Getting here from there: Mitochondrial genome clarifies North American migration modelsSeptember 25, 2013 by Stuart Mason Dambrot in Biology / Biotechnology
(Phys.org) —It is generally agreed that the ancestors of modern Native Americans were Asian peoples who migrated to North America from Siberia and Beringia – a region proximate to the Bering Strait, Bering Sea and Chukchi Sea – over the so-called Bering Land Bridge, which was exposed, and therefore connected Asia with North America, at various times during the Pleistocene ice ages. At the same time, the question of whether this occurred through one or several streams of migration has long been a topic of considerable debate, with analyses based primarily on mitochondrial DNA (mtDNA) – which is directly inherited from in a maternal lineage – tending to coalesce around a model that hypothesized three distinct migratory streams (known as tripartite migration), which was originally proposed by combining anthropometric, genetic, and linguistic data. Recently, however, researchers at Università di Perugia and Università di Pavia, Italy (and a range of other institutions) evaluating these migratory models used mitochondrial genomes, or mitogenomes, to show that although the primary genetic signature was contributed by the first arrival, it was later modified not only my multiple addition migratory streams, but by local population dynamics as well. The scientists thus concluded that a standard three-wave model was too simplistic to account for the mitogenomic diversity revealed by their analysis.
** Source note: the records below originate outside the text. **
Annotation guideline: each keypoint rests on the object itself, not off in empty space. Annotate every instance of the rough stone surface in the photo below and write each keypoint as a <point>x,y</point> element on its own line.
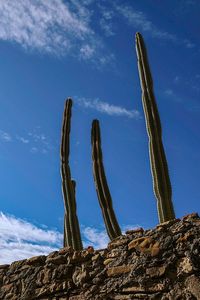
<point>161,263</point>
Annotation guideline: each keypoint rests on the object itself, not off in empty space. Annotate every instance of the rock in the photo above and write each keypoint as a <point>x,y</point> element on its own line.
<point>162,263</point>
<point>114,271</point>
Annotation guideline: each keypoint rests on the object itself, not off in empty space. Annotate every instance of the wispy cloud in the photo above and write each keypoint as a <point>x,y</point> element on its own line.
<point>20,239</point>
<point>107,108</point>
<point>22,139</point>
<point>141,22</point>
<point>5,136</point>
<point>52,26</point>
<point>35,140</point>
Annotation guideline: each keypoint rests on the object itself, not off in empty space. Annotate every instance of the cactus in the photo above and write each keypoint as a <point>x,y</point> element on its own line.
<point>102,189</point>
<point>72,235</point>
<point>159,168</point>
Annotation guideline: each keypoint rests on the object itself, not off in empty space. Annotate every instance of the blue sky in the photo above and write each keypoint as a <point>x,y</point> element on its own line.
<point>54,49</point>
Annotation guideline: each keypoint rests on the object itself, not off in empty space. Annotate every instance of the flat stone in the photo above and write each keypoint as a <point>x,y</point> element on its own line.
<point>2,267</point>
<point>107,261</point>
<point>184,266</point>
<point>156,271</point>
<point>193,286</point>
<point>117,243</point>
<point>36,260</point>
<point>114,271</point>
<point>136,230</point>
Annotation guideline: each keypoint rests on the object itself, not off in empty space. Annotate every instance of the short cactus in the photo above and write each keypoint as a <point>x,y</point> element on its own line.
<point>159,168</point>
<point>72,236</point>
<point>102,188</point>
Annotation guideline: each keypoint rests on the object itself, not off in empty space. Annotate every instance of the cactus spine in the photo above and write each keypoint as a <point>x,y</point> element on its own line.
<point>102,189</point>
<point>72,235</point>
<point>159,168</point>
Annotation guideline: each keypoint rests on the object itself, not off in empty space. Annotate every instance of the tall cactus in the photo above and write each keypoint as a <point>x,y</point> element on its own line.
<point>72,236</point>
<point>159,168</point>
<point>102,189</point>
Researcher Alessandro Achilli discussed the paper that he, Prof. Antonio Torroni and their co-authors published in the Proceedings of the National Academy of Sciences (PNAS). "Over the previous decade there's been a renewed interest in studying the origin of human populations, particularly indigenous groups of the New World," Achilli tells Phys.org. "However," he notes, "there remains a level of disagreement among scientists regarding the number of migratory events and entry routes that gave rise to Native American groups. The general consensus is that modern Native Americans trace their ancestry to a limited number of original founders whose gene pool ultimately derived from Asians that peopled northeast Siberia and parts of Beringia prior to the Last Glacial Maximum, or LGM. (The LGM is a period in the Earth's climate history when ice sheets were at their maximum extension between 26,500 and 19,000–20,000 years ago.) The ancestral Beringian populations probably retreated into refugia (areas in which a population of organisms can survive through a period of unfavorable conditions) during the Ice Age, Achilli continues, where their genetic variation was reshaped not only because of drift, but also due to admixture with population groups newly arrived from regions located west of Beringia. "Therefore," Achilli explains, "pre-LGM mitochondrial haplotypes" – mtDNA variants inherited together from a female parent – "of Asian ancestry were differently preserved, modified, and lost in Beringian enclaves – and the main traces within the New World could be found within the closest regions, such as North America."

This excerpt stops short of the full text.